Elsevier

Neural Networks

Volume 133, January 2021, Pages 69-86
Neural Networks

2020 Special Issue
CEGAN: Classification Enhancement Generative Adversarial Networks for unraveling data imbalance problems

https://doi.org/10.1016/j.neunet.2020.10.004Get rights and content

Highlights

  • A classification enhancement generative adversarial networks (CEGAN) is introduced to improve the classification under the imbalanced data condition.

  • The proposed method is composed of three independent networks, a generator, a discriminator, and a classifier.

  • By designing a loss function for ambiguous classes, we propose a classification enhancement GAN for ambiguity reduction (CEGAN-AR).

  • The proposed method outperforms various standard data augmentation methods under data imbalanced conditions.

Abstract

The data imbalance problem in classification is a frequent but challenging task. In real-world datasets, numerous class distributions are imbalanced and the classification result under such condition reveals extreme bias in the majority data class. Recently, the potential of GAN as a data augmentation method on minority data has been studied. In this paper, we propose a classification enhancement generative adversarial networks (CEGAN) to enhance the quality of generated synthetic minority data and more importantly, to improve the prediction accuracy in data imbalanced condition. In addition, we propose an ambiguity reduction method using the generated synthetic minority data for the case of multiple similar classes that are degenerating the classification accuracy. The proposed method is demonstrated with five benchmark datasets. The results indicate that approximating the real data distribution using CEGAN improves the classification performance significantly in data imbalanced conditions compared with various standard data augmentation methods.

Introduction

The data imbalance problem in classification is a frequent but challenging task. As the number of data points for certain classes exhibits significant imbalances, the accuracy of the classifiers can deteriorate (Buda et al., 2018, Japkowicz and Stephen, 2002, Xie and Qiu, 2007). The data imbalance problem is easily unveiled in numerous fields including computer vision (Beijbom et al., 2012, Johnson et al., 2013, Kubat et al., 1998, Van Horn et al., 2017, Xiao et al., 2010), medical diagnosis (Grzymala-Busse et al., 2004, Mac Namee et al., 2002, Wang et al., 2019), fault detection (Lee et al., 2017, Liu and Li, 2010, Suh et al., 2019), and others (Graves et al., 2016, Haixiang et al., 2017, Zhao et al., 2008). The performance of machine learning algorithms, such as convolutional neural networks (CNN), deteriorates under imbalanced data conditions as the classification results show a bias in the majority data class.
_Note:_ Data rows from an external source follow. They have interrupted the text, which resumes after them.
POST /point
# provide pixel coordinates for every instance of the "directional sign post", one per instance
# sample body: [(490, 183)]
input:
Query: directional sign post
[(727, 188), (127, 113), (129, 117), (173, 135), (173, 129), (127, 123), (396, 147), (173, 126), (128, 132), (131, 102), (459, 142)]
Among the main approaches to deal with the data imbalance problem, the rebalancing of the class distribution at the data level, such as oversampling (Lee et al., 2017, Ramentol et al., 2012, Suh et al., 2019), undersampling (Ng, Hu, Yeung, Yin, & Roli, 2014), and ensemble learning (Lu, Chen, Wu, & Chan, 2015), is a general solution without the dependency of the classifier. Between them, the oversampling technique, which results in the generation of artificial data for the minority class, has proven to be the most effective way to handle the class imbalance for the CNN model on image classification (Buda et al., 2018).

A traditional oversampling method in the computer vision domain to augment the training dataset and reduce overfitting consists of geometric transformations such as rotation, image cropping, flipping, and color conversions (Krizhevsky et al., 2012, Wong et al., 2016). However, the images generated with these methods are merely simple and redundant copies of the original data in many cases. Additionally, the geometric transformations do not improve the data distribution determined by the high-level features as they only lead to an image-level transformation through depth and scale (Wong et al., 2016). Thus, the oversampling technique is needed to estimate the data distribution and generate data, not just to augment the training set.

The standard oversampling algorithm is the synthetic minority oversampling technique (SMOTE) (Chawla, Bowyer, Hall, & Kegelmeyer, 2002), which generates new data samples for minority class based on the similarities between the original minority class samples in the feature space. It is one of the most widely used algorithms to generate synthetic minority class samples to improve the performance of the classification (Jeatrakul, Wong, & Fung, 2010). However, it can produce noisy results when the appearances of the majority and minority classes are ambiguous (He & Garcia, 2008). For this reason, extensions including borderline SMOTE (Han, Wang, & Mao, 2005) and ADASYN (He, Bai, Garcia, & Li, 2008) have emerged, attempting to increase classification accuracy by sharpening the boundary between the two classes. However, these oversampling techniques can fail to generate new samples that are similar to the original data at first glance but different in detail, especially when extracting features in a regularized way from the imbalanced dataset is difficult. When these oversampling techniques target high-dimensional imbalanced data, such as images and audio, they cannot reduce the classification bias towards the majority class (Lusa et al., 2012). Moreover, the Euclidean distance used in SMOTE is not a suitable metric to measure the similarity between samples in high dimensional spaces (Holzinger, 2016). In certain cases, the Euclidean distance between the target sample and the nearest neighbor is larger than the distance between the sample and the furthermost neighbor.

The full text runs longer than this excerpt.